Andrey, you doubt it is my bike? Well it seems you are pretty immature and for me to post somebody else's bike would be pointless. I don't need to prove to you that I own it and the bike I own is not even a high end one. If I was trying to impress somebody, I would post a much more expensive bike. If anybody is a troll here it is you. I don't see how my question here was illigetimate as I am a new rider. It is too bad you have forum members like you who try to spoil it for everybody else


----------



## AndrwSwitch (May 28, 2009)

I think he's a dentist, not a troll.

Or both.


----------



## gordy748 (Feb 11, 2007)

jwk said:


> I have also seen zipp wheels with heavy miles not have any signs of dings or scratches but my SRAM S80's seem to use raw carbon that is unfinished, making it more suseptable to chips. Well I am not going to worry about it anymore and sure SRAM knows what they are doing.

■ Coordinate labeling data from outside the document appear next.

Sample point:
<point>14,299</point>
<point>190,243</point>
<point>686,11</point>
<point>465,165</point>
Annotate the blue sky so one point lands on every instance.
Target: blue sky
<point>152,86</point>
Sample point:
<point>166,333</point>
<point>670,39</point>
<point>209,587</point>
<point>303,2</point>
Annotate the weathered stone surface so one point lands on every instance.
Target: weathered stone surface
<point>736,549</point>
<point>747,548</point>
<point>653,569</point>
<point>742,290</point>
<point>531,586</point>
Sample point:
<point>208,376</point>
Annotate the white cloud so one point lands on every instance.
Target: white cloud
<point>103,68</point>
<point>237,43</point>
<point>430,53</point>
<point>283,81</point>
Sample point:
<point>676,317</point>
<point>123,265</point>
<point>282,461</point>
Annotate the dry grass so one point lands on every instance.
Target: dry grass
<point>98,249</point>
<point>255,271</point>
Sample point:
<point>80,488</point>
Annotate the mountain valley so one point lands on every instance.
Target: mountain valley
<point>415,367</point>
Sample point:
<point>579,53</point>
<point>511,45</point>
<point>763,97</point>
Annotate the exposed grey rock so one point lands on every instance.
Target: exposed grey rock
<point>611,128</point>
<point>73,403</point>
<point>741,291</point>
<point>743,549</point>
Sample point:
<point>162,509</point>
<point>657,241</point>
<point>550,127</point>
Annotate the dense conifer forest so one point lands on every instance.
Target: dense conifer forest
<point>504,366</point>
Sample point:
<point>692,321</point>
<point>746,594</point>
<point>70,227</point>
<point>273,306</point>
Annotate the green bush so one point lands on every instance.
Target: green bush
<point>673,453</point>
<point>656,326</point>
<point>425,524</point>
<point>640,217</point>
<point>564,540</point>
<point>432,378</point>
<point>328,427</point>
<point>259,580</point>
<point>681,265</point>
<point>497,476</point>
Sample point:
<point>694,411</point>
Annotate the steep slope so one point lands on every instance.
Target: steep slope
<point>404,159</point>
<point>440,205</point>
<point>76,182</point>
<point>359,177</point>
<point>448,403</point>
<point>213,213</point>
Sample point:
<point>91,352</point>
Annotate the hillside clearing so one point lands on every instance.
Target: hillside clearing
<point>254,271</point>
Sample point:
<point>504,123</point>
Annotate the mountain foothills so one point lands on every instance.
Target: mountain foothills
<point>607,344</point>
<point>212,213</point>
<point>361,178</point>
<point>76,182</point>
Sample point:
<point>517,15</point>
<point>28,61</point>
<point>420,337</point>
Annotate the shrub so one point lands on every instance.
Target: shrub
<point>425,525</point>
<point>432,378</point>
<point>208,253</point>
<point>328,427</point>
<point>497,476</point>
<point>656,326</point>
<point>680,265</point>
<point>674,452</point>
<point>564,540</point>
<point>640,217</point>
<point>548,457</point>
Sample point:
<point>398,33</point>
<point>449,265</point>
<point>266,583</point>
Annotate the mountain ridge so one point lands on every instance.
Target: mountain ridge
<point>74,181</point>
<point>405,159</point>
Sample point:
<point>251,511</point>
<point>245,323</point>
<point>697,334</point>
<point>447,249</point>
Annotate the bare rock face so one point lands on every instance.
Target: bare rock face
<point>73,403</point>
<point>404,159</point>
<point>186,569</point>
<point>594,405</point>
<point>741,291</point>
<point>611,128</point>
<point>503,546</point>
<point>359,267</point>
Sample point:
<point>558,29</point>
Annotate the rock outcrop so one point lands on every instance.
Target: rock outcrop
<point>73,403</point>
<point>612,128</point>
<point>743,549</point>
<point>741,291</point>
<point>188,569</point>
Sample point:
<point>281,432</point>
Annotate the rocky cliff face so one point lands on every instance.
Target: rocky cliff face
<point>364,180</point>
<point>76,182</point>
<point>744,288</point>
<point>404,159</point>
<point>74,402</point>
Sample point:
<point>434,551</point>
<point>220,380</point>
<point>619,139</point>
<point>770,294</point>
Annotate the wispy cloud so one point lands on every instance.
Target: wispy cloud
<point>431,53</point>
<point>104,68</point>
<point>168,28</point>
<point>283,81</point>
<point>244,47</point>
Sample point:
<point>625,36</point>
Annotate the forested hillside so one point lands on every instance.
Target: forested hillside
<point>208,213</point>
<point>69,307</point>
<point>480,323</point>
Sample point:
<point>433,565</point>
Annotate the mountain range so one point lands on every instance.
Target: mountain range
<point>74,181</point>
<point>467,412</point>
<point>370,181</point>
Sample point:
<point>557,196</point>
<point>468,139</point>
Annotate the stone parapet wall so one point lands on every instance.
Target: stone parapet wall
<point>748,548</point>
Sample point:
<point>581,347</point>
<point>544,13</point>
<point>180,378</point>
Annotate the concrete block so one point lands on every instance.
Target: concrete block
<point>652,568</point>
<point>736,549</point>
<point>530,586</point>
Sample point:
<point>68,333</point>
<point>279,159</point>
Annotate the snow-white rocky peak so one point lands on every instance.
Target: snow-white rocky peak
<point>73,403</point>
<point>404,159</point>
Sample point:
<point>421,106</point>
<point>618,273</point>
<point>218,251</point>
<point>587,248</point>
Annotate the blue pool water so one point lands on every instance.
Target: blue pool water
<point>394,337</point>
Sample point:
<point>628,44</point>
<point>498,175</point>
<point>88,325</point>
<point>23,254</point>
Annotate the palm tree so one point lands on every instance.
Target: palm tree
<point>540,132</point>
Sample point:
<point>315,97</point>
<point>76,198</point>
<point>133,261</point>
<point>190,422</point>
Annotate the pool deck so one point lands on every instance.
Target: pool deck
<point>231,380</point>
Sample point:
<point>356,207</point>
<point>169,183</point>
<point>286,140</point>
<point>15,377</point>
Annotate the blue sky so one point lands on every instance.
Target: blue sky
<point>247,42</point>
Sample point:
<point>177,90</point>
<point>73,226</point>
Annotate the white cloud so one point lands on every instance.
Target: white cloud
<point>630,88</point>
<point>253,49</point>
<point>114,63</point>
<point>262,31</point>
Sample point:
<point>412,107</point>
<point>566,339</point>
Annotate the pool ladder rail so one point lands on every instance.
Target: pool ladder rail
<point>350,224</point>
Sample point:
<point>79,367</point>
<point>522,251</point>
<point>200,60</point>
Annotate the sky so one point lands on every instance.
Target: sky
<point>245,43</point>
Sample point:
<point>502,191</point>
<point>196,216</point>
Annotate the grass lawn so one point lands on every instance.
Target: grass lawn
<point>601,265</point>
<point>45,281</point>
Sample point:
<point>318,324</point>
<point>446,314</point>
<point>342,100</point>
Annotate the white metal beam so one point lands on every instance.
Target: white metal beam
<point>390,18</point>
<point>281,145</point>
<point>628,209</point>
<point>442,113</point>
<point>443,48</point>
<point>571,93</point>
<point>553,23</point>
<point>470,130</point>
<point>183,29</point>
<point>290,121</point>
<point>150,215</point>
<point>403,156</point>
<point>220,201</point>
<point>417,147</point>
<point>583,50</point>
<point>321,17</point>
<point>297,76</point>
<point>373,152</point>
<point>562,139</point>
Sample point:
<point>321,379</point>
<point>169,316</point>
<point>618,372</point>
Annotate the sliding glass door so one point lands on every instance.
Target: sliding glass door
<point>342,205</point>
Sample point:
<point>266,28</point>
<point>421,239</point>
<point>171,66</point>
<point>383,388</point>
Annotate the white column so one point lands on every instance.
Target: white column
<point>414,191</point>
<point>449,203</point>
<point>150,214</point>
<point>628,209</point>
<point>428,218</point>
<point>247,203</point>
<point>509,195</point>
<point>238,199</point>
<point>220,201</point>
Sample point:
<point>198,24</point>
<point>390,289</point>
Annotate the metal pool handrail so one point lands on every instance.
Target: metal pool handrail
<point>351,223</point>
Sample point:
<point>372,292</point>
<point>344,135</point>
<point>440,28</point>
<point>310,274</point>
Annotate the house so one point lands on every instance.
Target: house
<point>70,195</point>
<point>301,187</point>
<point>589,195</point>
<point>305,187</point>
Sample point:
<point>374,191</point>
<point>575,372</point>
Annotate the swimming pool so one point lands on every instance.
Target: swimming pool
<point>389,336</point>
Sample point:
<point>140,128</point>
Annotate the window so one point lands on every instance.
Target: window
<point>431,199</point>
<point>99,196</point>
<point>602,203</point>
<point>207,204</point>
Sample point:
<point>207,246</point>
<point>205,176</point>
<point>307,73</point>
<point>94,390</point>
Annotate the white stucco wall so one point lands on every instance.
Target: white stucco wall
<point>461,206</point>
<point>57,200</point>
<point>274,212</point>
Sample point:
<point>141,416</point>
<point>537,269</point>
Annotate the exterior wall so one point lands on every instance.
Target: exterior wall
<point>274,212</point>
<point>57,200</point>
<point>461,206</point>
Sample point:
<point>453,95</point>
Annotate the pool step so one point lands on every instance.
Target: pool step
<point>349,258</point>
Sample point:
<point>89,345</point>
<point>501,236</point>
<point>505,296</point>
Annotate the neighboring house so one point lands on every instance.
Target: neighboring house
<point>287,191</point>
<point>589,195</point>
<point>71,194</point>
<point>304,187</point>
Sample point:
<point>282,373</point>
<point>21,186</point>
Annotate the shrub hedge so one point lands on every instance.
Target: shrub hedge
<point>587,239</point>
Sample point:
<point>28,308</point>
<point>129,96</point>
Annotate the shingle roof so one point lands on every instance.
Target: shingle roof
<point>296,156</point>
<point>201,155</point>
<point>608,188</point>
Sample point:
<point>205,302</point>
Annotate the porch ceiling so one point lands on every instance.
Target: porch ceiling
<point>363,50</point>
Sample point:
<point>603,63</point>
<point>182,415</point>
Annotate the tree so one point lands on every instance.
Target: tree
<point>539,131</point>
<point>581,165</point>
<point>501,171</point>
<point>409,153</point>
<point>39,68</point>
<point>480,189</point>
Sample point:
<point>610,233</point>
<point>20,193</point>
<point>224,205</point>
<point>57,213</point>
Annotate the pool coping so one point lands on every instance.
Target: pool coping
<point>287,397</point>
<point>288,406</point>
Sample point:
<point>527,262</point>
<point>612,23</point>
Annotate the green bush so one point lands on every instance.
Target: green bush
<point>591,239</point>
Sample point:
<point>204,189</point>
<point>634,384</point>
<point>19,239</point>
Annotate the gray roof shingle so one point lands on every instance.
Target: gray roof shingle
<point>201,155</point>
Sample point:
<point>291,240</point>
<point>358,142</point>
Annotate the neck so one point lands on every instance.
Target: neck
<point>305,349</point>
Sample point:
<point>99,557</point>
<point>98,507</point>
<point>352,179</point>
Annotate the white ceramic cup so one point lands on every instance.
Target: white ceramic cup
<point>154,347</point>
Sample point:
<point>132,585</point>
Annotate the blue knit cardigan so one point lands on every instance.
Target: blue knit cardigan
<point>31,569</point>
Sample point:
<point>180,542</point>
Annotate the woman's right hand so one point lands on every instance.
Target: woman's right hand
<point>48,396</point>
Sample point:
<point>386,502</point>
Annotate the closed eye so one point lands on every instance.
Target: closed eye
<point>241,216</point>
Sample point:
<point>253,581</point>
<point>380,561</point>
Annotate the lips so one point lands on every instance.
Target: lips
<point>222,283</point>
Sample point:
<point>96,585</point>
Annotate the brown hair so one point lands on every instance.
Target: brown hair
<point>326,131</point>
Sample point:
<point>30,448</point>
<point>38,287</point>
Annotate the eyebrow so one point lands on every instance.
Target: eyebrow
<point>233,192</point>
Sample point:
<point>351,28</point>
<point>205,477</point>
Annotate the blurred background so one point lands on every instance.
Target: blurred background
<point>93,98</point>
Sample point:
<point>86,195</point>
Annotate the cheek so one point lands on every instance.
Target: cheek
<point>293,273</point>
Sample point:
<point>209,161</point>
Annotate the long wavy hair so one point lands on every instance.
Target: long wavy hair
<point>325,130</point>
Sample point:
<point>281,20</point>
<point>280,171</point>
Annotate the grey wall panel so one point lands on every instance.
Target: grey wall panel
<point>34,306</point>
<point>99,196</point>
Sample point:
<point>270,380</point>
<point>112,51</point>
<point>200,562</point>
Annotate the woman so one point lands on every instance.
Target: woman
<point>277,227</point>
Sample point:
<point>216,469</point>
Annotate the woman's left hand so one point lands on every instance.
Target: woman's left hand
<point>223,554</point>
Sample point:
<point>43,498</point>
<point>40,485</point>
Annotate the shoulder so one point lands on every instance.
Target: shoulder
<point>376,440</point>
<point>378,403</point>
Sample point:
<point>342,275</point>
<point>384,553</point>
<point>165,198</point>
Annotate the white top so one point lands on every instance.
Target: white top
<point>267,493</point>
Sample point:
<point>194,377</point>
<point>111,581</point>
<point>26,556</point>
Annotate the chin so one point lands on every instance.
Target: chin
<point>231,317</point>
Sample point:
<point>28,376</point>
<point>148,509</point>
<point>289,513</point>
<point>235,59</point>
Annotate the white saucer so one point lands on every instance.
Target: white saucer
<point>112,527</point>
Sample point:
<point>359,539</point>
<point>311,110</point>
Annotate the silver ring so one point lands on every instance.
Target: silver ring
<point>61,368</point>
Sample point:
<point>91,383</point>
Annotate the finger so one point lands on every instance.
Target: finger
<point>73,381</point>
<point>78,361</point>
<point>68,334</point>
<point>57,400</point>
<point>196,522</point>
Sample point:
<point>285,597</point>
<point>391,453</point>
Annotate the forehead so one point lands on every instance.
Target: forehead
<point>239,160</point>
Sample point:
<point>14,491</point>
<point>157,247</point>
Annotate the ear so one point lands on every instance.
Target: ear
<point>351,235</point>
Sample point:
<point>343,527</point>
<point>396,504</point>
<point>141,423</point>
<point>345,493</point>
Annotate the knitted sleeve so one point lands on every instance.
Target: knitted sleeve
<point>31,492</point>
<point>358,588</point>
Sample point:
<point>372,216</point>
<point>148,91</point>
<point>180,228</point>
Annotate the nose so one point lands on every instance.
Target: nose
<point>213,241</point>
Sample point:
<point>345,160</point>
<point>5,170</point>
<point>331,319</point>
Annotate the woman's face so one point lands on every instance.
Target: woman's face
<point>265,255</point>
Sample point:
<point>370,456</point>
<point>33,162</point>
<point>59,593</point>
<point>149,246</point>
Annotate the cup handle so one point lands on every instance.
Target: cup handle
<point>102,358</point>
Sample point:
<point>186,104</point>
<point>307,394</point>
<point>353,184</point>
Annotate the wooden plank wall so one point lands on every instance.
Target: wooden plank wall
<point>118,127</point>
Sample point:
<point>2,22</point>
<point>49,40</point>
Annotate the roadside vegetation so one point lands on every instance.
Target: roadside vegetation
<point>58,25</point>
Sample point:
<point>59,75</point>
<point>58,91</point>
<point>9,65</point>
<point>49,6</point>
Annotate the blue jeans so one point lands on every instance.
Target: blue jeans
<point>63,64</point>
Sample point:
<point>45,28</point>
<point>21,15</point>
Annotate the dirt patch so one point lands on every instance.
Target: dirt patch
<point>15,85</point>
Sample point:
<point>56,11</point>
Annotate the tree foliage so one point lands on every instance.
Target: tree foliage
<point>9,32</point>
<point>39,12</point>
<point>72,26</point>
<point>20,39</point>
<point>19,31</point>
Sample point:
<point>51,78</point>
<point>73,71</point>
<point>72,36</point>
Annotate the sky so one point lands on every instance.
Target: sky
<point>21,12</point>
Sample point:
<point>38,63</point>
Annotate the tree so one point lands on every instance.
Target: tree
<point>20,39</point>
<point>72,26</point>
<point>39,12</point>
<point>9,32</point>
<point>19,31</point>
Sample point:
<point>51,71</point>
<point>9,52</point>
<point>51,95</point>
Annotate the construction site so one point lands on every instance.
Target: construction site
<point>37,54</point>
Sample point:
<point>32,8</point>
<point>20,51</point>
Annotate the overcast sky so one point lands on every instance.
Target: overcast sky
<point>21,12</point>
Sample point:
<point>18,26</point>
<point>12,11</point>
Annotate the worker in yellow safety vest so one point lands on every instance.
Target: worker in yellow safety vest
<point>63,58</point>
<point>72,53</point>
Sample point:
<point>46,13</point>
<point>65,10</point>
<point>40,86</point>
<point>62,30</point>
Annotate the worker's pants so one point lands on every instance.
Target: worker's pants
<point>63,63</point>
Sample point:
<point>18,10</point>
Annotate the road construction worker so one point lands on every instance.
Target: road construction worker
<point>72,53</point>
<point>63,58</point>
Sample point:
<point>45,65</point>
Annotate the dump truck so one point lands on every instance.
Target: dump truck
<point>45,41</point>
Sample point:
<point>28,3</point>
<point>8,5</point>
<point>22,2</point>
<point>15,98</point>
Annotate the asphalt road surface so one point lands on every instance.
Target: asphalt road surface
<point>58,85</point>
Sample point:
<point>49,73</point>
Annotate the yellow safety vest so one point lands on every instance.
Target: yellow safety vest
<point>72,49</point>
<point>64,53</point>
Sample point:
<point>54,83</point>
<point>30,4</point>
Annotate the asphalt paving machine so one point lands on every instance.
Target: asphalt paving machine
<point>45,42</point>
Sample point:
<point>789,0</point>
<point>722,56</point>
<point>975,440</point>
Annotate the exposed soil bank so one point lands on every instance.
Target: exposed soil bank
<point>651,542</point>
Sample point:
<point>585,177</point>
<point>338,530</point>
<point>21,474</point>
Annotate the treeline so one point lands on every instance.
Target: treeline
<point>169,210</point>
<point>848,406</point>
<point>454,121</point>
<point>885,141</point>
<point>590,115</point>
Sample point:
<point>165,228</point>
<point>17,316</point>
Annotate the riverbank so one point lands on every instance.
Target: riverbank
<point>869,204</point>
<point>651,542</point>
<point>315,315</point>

Looking at your photo of your bike the wheels look like they have an alloy rim. In which case the carbon faring may not be structural, so the only damage stone chips would do is cosmetic.

With all due respect, though, I think you're being a worrywart. I'd rate the chance of you writing off your wheels t-boning a dog crossing the street as highly as failure due to a stone chip. SRAM builds pretty reasonable kit, after all.


----------